Since it is not divisible, move to the next prime number.

The next prime number is $$$13$$$.

Determine whether $$$361$$$ is divisible by $$$13$$$.

Since it is not divisible, move to the next prime number.

The next prime number is $$$17$$$.

Determine whether $$$361$$$ is divisible by $$$17$$$.

Since it is not divisible, move to the next prime number.

The next prime number is $$$19$$$.

Determine whether $$$361$$$ is divisible by $$$19$$$.

It is divisible, thus, divide $$$361$$$ by $$${\color{green}19}$$$: $$$\frac{361}{19} = {\color{red}19}$$$.

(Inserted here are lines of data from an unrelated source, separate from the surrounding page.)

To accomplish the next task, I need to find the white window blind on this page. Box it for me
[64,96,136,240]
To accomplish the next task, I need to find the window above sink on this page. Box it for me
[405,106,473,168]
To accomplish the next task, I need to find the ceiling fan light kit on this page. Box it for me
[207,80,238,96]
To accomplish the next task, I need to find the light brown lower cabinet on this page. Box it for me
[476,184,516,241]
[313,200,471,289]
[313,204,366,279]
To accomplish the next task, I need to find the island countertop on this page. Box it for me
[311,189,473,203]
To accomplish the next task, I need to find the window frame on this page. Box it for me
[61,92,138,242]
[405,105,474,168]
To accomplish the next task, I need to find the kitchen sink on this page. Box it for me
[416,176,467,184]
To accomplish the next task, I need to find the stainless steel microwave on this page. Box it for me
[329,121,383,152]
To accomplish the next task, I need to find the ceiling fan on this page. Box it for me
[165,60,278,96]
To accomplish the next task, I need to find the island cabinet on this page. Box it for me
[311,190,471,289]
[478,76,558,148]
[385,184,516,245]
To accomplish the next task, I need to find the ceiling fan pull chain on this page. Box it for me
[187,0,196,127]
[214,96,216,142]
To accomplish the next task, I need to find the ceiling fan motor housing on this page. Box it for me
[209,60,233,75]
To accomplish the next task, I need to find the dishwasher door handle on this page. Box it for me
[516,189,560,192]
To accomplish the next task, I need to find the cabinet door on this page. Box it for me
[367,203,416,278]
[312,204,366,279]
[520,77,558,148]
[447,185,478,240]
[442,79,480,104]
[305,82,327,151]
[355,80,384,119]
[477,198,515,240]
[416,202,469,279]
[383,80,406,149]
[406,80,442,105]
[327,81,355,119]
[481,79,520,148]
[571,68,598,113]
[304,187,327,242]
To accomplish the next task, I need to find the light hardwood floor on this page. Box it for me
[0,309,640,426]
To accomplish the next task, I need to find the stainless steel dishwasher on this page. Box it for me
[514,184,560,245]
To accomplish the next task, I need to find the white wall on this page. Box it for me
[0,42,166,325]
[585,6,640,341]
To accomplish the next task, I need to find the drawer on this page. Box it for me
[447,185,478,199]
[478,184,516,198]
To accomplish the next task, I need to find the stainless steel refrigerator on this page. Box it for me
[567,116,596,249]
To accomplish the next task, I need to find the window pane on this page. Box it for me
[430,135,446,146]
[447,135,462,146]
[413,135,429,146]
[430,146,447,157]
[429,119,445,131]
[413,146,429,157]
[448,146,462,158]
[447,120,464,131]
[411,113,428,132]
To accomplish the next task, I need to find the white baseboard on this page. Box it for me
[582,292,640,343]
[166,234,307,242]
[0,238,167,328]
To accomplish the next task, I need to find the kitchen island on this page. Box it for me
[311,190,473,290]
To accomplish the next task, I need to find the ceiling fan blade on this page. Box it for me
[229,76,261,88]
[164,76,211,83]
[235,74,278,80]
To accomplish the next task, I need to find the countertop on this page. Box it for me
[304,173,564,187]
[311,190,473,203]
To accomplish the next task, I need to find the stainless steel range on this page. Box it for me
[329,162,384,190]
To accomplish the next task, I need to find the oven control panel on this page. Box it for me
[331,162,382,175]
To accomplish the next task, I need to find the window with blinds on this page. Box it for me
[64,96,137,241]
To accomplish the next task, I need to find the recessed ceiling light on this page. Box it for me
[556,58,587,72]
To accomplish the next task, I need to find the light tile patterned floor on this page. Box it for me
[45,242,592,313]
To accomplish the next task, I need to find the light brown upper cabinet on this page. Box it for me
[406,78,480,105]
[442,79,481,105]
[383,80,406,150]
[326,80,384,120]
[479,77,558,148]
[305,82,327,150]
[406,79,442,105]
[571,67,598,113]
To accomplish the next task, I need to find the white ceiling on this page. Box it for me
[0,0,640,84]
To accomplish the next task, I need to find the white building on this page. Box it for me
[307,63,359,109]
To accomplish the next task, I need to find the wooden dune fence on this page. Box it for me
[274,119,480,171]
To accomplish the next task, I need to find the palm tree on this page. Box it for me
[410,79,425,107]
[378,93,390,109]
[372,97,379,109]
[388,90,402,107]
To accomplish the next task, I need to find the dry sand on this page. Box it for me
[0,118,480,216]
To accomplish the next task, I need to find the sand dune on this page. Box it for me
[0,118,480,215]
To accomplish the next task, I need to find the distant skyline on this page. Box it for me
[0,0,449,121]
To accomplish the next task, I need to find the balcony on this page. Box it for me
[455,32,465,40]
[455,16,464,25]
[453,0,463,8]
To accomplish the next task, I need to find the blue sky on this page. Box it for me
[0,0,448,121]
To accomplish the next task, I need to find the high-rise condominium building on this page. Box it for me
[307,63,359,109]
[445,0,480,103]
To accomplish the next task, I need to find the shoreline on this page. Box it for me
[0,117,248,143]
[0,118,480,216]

The prime number $$${\color{green}19}$$$ has no other factors then $$$1$$$ and $$${\color{green}19}$$$: $$$\frac{19}{19} = {\color{red}1}$$$.

Since we have obtained $$$1$$$, we are done.

Now, just count the number of occurences of the divisors (green numbers), and write down the prime factorization: $$$2527 = 7 \cdot 19^{2}$$$.

The prime factorization is $$$2527 = 7 \cdot 19^{2}$$$A.